Dynamic Data Masking

BigQuery dynamic data masking allows you to define masking rules on columns using policy tags. Different users see different levels of data based on their IAM permissions:

-- Dynamic data masking with policy tags
-- 1. Create a taxonomy and policy tag in Data Catalog
-- 2. Add masking rules to the policy tag:
--    - SHA256 hash (for joining without revealing values)
--    - Nulling (replace with NULL)
--    - Default masking (replace with type-appropriate masked value)
--    - Custom (apply a UDF for custom masking logic)

-- 3. Apply the policy tag to a column
ALTER TABLE `project.dataset.customers`
ALTER COLUMN email SET POLICY TAG
  'projects/my-project/locations/us/taxonomies/123/policyTags/456';

-- Users WITHOUT datacatalog.categoryFineGrainedReader see:
--   email: "****@****.***"  (masked)
-- Users WITH datacatalog.categoryFineGrainedReader see:
--   email: "john@example.com"  (actual value)
Exam Tip

Dynamic data masking vs Cloud DLP de-identification: Use masking when different users need different visibility on the same live table (policy tag approach). Use DLP de-identification when you need to create a sanitized copy of the data for broader access (e.g., anonymized dataset for analytics).

06

Exam Tips

Scenario: Fast Dashboards

"Looker Studio dashboards on a 10 TB BigQuery table are too slow." → Create materialized views for common aggregations and enable BI Engine with a reservation sized to cache the materialized views. Also ensure the base table is partitioned and clustered on dashboard filter columns.

Scenario: ML Without Data Movement

"Data analysts need to build ML models on BigQuery data without learning Python or moving data." → BigQuery ML. Train models with SQL using CREATE MODEL, evaluate with ML.EVALUATE, predict with ML.PREDICT. Use TRANSFORM for feature engineering.

Scenario: Share Data with Partners

"Share curated datasets with external partners without data duplication or ongoing ETL." → Analytics Hub. Publish a listing; partners subscribe and get a linked dataset (zero-copy). Publisher controls access and pays for storage; subscriber pays for queries.

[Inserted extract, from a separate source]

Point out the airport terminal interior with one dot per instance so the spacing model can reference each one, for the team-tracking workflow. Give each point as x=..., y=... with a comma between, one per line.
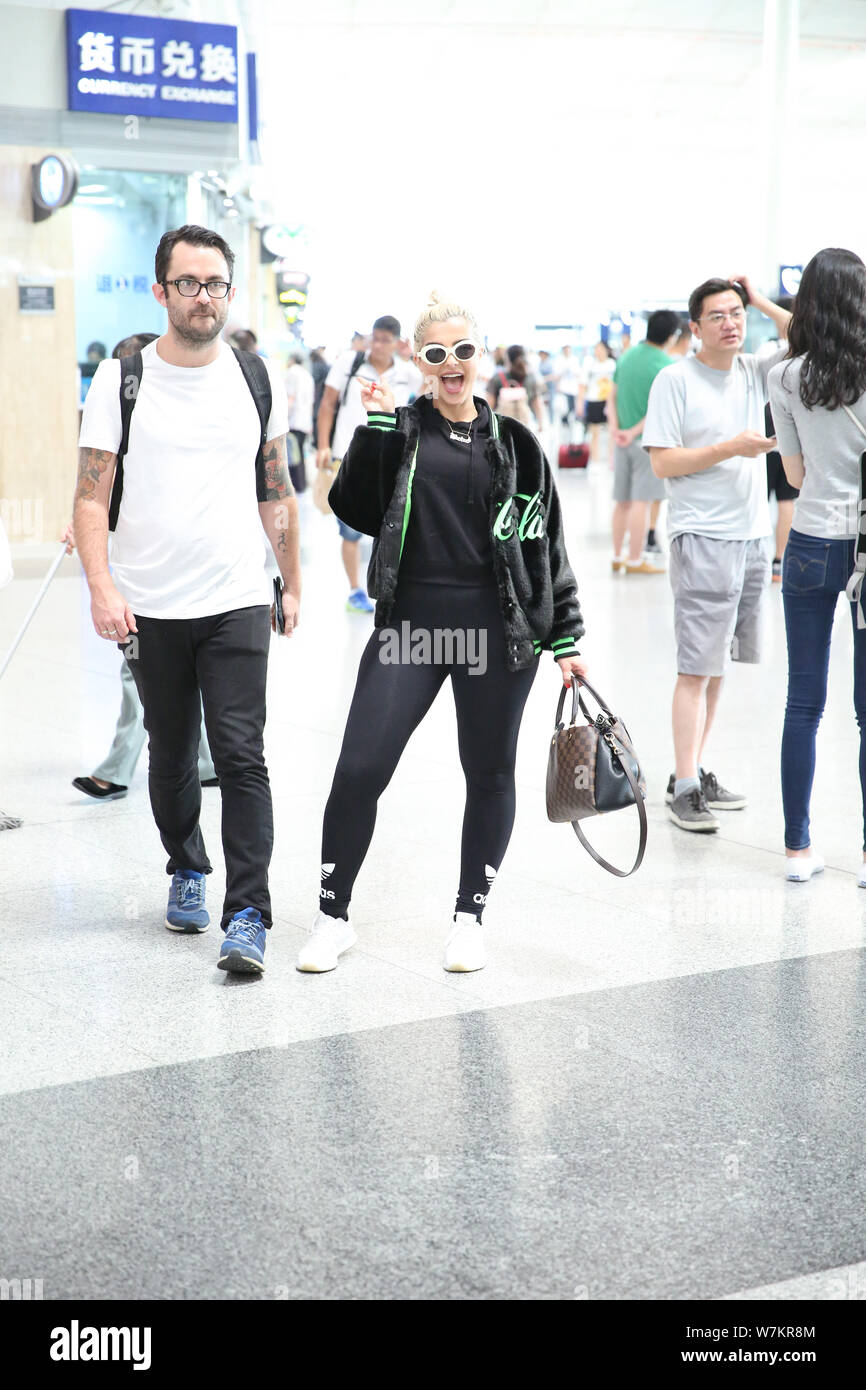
x=654, y=1090
x=651, y=1091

Scenario: PII in Different Teams

"Marketing needs customer data but should not see SSN or credit card numbers. Analytics needs full access." → Use dynamic data masking with policy tags. Apply masking rules to SSN and credit card columns. Grant datacatalog.categoryFineGrainedReader only to analytics team.

Scenario: Semantic Search on Documents

"Enable semantic search across millions of documents stored in BigQuery." → Use BigQuery ML + VECTOR_SEARCH. Generate embeddings with ML.GENERATE_EMBEDDING (remote model to Vertex AI), store in a BQ table, and use VECTOR_SEARCH for similarity queries.